Everything, Chicago



“Kind friend: This big catalogue has been made so thoroughly complete in every department that it is intended to be used for ordering goods and for reference, season after season.” Introduction from the 1902 Sears, Roebuck catalogue, ‘the cheapest supply house on earth’.

In the first decades of the 20th century, Sears Roebuck and Co. was an enormous presence in the lives of Americans, especially in the country’s rural heartland. Based in Chicago, the company became a literal conduit of material wellbeing to families living on farms and in small towns and cities, supplying them with every imaginable product from the pages of the mammoth Sears catalogue.

For this exhibition at the Chicago Cultural Center, Fels employed vintage Sears catalogues and other materials, including the Encyclopedia Britannica, which Sears purchased, brought to Chicago and published, to create a series of layered collages about what the company delivered. The catalogs represented an enormous store; and yet for years the only connection to that store that customers had was through the pages of the ‘big book’. Each page was a window on a world.

Accompanying the collages was an installation on the projection of Sears into the world. In 1906, Sears produced a series of 50 stereo-views of the company at work, a very early ‘infomercial’ to inculcate people around the country on how massive and important was the Sears operation in Chicago. The company undertook this effort because they needed customers, often in the hinterlands, to understand that Sears was large and solvent, and that their orders were treated with modern efficiency.

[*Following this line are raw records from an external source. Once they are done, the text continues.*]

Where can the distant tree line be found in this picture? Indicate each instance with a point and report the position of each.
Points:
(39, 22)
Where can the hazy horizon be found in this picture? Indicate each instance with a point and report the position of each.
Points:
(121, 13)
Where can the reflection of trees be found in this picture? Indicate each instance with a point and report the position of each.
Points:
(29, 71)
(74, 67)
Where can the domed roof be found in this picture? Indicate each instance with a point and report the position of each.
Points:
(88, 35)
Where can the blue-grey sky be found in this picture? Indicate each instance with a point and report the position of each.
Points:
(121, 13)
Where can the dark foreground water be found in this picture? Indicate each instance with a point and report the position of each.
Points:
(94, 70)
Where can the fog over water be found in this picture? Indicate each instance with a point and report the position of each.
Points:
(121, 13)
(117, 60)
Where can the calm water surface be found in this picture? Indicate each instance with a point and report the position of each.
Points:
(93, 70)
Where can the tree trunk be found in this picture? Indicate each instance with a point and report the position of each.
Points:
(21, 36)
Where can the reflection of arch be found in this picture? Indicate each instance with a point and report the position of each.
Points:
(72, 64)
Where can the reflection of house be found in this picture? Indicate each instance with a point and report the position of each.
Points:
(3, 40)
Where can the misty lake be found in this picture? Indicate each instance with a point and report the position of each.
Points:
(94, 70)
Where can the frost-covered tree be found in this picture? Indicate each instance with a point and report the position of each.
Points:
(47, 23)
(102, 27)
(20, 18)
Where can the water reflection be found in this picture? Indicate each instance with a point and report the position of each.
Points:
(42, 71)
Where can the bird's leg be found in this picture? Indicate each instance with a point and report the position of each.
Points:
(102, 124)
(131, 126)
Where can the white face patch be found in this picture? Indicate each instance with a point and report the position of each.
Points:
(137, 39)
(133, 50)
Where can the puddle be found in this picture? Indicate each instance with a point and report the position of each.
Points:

Working with these images, railroad maps (Sears based itself in Chicago because it was at an important nexus of rail lines that the company could use to bring products into its warehouses and out to its customers), and images of once cutting-edge media players from the catalog (the company was very involved in marketing devices allowing people to view, photograph and film the world). Sears produced the 1906 stereo-views because they were popular parlor entertainment of the time, but the inherent 3-D spatiality of the media was also essential to the company’s message. Sears wanted people to see the company and its products as existing in actual corporeal space, not just as printed on thin catalog pages.

Much as the internet had to convince users it could be trusted to deliver real goods, Sears paved the way with its catalog a century earlier. Long before there were Sears stores or a Sears Tower, there was the catalog, with its hundreds of pages full of enticement. The visual images of those goods represented the real Sears stock in trade. Sears produced very little of what it sold- but the vision of a better life that it offered up to Americans was all theirs.

The Chicago Cultural Center convened a lively panel discussion about Fels’s take on Sears with Rod Slemmons, Director of Chicago’s Museum of Contemporary Photography, Tim Samuelson, Chicago Cultural Historian, Lanny Silverman, Chief Curator of the Chicago Cultural Center, and Fels. Shortly after the exhibition opened, Fels was contacted by Sears.com and asked if he would lead a tour of the exhibition for a group from the online retailer. The tour led to Fels being invited to give an illustrated keynote address to several hundred Sears employees at their semi-annual meeting. The company flew him back to Chicago for the talk, which was very well received.

“Easily the smartest, most inspiring things I've heard about Sears, our history, and our future, since I started here. Context like this is important to understanding where we've been, where we are, and where we should go, and it's really great to have an outside, long-view perspective of the company”, wrote one of the participants.